Now that we can use `word_score` score all words from [words.txt](words.txt):

In [24]:
# example puzzle
# puzzle_letters = 'SIGLENP'
# required_letter = 'G'

# June 20, 2024
puzzle_letters = 'CHIPATE'
required_letter = 'P'

# June 20, 2024
# puzzle_letters = 'LGXNCEI'
# required_letter = 'I'

total_score = 0    # sum of all the scores
scoring_words = 0  # number of words that score points
file_object = open('words.txt')
for w in file_object:
    # remove the newline character at the end of the word
    # also cover it to upper case
    w = w.strip().upper()
    
    score = word_score(w, required_letter, puzzle_letters)
    total_score += score
    if score > 0:
        scoring_words += 1
        print(f'{w}, {score} points')

print()
print(f'Total score: {total_score}')
print(f'Total scoring words: {scoring_words}')

ACCEPT, 6 points
ACCEPTEE, 8 points
APACE, 5 points
APACHE, 6 points
APATETIC, 8 points
APATHETIC, 16 points
APATITE, 7 points
APHETIC, 14 points
APHTHA, 6 points
APHTHAE, 7 points
APIECE, 6 points
APPETITE, 8 points
CAPE, 4 points
CAPH, 4 points
CAPITA, 6 points
CAPITATE, 8 points
CHAP, 4 points
CHAPE, 5 points
CHAPT, 5 points
CHEAP, 5 points
CHEAPIE, 7 points
CHEEP, 5 points
CHIP, 4 points
CHIPPIE, 7 points
EPACT, 5 points
EPEE, 4 points
EPHA, 4 points
EPHAH, 5 points
EPIC, 4 points
EPITAPH, 7 points
EPITHET, 7 points
ETAPE, 5 points
HAPTIC, 6 points
HEAP, 4 points
HEPATIC, 14 points
HEPATICA, 15 points
HEPATICAE, 16 points
HEPCAT, 6 points
HIPPIE, 6 points
ICECAP, 6 points
IPECAC, 6 points
PACA, 4 points
PACE, 4 points
PACHA, 5 points
PACT, 4 points
PAPA, 4 points
PAPPI, 5 points
PATACA, 6 points
PATCH, 5 points
PATE, 4 points
PATH, 4 points
PATHETIC, 15 points
PATTEE, 6 points
PATTIE, 6 points
PEACE, 5 points
PEACH, 5 points
PEAT, 4 points
PECH, 4 points
PECTATE, 7 points
PECTIC, 6

The code finds 202 words for a total score of 1324, and runs almost instantly on
my computer.

## Questions

1. Write an infinite while-loop that prints 1, 2, 3, 4, 5, ... forever.

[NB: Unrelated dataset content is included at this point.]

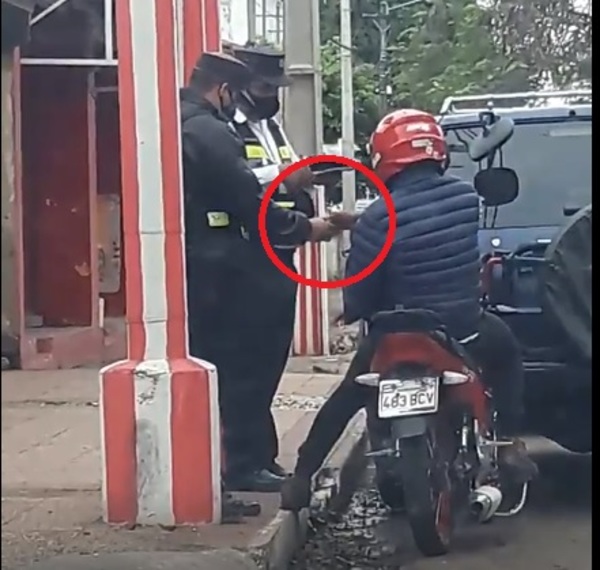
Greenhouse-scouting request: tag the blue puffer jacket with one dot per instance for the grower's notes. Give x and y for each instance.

2. Write a while-loop that prints the numbers from 100 down to 1, and then
   prints "Blastoff!".

3. Re-write this for-loop using a while-loop:

   ```python
   for d in range(2, n):
      if n % d == 0:
         print(f'{n} is divisible by {d}')
   ```

3. Is this a correct implementation of the `has_m` function (i.e. a function
   that returns `True` if `word` has an `m`, and `False` otherwise) ?

   ```python
   def has_m(word):
       for letter in word:
           if letter.lower() == 'm':
               return True
       
           return False
   ```

4. Is this a correct implementation of the `has_m` function (i.e. a function
   that returns `True` if `word` has an `m`, and `False` otherwise) ?

   ```python
   def has_m(word):
       for letter in word:
           if letter.lower() != 'm':  # != instead of ==
               return False           # False instead of True
       
           return True                # True instead of False
   ```

5. What does each `print` statement print?

   ```python
   a = 5
   a = a + 1
   print(a)

   b = 5
   b = 1 + b
   print(b)

   c = 5
   c += 1
   print(c)

   d = 5
   d += d
   print(d)

   e = 5
   e *= e
   print(e)

   f = 5
   f -= f
   print(f)

   g = 5
   g /= g
   print(g)

   h = 5
   h = h += 1
   print(h)
   ```

6. In the `uses_any` function, does the *order* of the characters in `letters`
   matter?

7. Why does this code print a blank line between the words?

   ```python
   file_object = open('words.txt')

   print(file_object.readline())
   print(file_object.readline())
   print(file_object.readline())
   ```

   How can you prevent the extra lines from being printed?